While we haven’t benchmarked this on large datasets, insights from public evaluations (e.g., KITE) suggest:

- 🧠 CCH improves both **retrieval quality** and **answer grounding**  
- 📄 It especially helps on long or noisy documents (e.g., 10-Ks, legal texts)  
- 🎯 Even a simple title+summary header yields significant gains in chunk relevance  

Contextualizing chunks helps retrieval **without modifying the query or increasing model size**.

---

## 🚀 What Could Be Added Next?

To make this more production-ready or to extend it further:

- 🔁 **Pair with rerankers** — Use LLMs like GPT-4 or Cohere ReRank for post-retrieval scoring  
- 📚 **Evaluate on real benchmarks** — Try on datasets like KITE or FinanceBench  
- 🧪 **Test different header strategies** — Try including section paths, TOC hierarchy, etc.  
- ⚡ **Add fast local embedding options** — Swap in BGE or Instructor models for cost efficiency  
- 🧠 **Explore retrieval fusion** — Combine raw chunk and CCH-based retrieval for hybrid gains  

---


## 💡 Final Word

This notebook is part of my larger personal project: **RAG100x** — a challenge to build and log my journney in RAG from 0 100 in the coming months.
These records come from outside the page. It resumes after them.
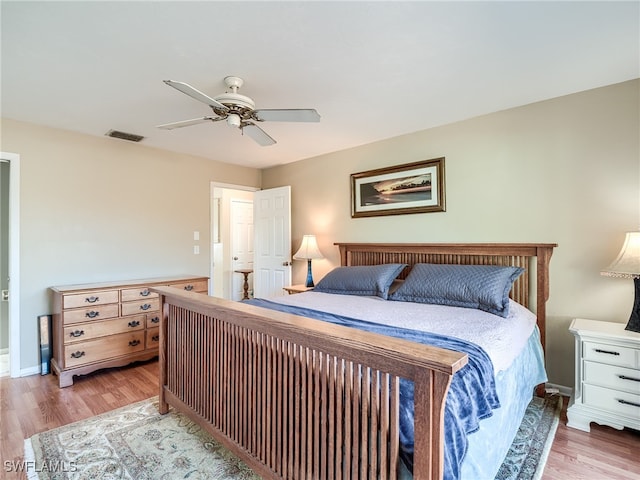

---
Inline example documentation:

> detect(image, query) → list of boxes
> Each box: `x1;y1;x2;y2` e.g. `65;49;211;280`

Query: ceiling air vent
106;130;144;142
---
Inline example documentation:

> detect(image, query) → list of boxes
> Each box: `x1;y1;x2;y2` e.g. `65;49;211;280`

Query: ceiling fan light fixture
227;113;241;127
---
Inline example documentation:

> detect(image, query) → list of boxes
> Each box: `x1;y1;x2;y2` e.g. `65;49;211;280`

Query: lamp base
625;278;640;333
304;259;315;287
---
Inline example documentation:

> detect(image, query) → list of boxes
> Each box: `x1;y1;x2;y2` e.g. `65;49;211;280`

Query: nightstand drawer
62;290;119;309
584;384;640;421
582;342;638;368
122;298;160;317
63;303;120;325
64;315;145;344
584;362;640;395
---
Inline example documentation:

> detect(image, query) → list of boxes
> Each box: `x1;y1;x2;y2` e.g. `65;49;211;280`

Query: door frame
209;182;260;295
0;152;21;378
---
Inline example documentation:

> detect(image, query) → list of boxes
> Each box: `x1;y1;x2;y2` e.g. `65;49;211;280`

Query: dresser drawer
62;290;120;309
583;383;640;421
582;342;638;368
147;327;160;350
64;330;145;368
120;286;158;302
584;361;640;395
63;303;120;325
147;312;160;328
122;296;160;317
169;280;209;293
64;315;146;344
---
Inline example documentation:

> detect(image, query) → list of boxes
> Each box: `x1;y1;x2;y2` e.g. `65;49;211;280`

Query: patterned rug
25;396;562;480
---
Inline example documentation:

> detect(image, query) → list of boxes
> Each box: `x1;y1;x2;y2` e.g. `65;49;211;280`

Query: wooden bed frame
154;243;556;480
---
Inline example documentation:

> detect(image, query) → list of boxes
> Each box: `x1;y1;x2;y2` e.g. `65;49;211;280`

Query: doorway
0;152;20;377
209;183;257;300
209;182;291;300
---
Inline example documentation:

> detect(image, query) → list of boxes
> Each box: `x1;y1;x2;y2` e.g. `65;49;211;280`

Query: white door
253;186;291;298
0;152;21;377
230;200;254;301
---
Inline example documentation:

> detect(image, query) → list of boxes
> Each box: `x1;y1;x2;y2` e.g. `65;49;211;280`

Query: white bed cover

It’s not built to impress — it’s built to **progress**.  
Everything here is structured to enable **daily iteration**, focused experimentation, and clean documentation.

If you're exploring RAG from first principles, feel free to use this as a scaffold for your own builds. And of course — check out the original repository for broader implementations and ideas.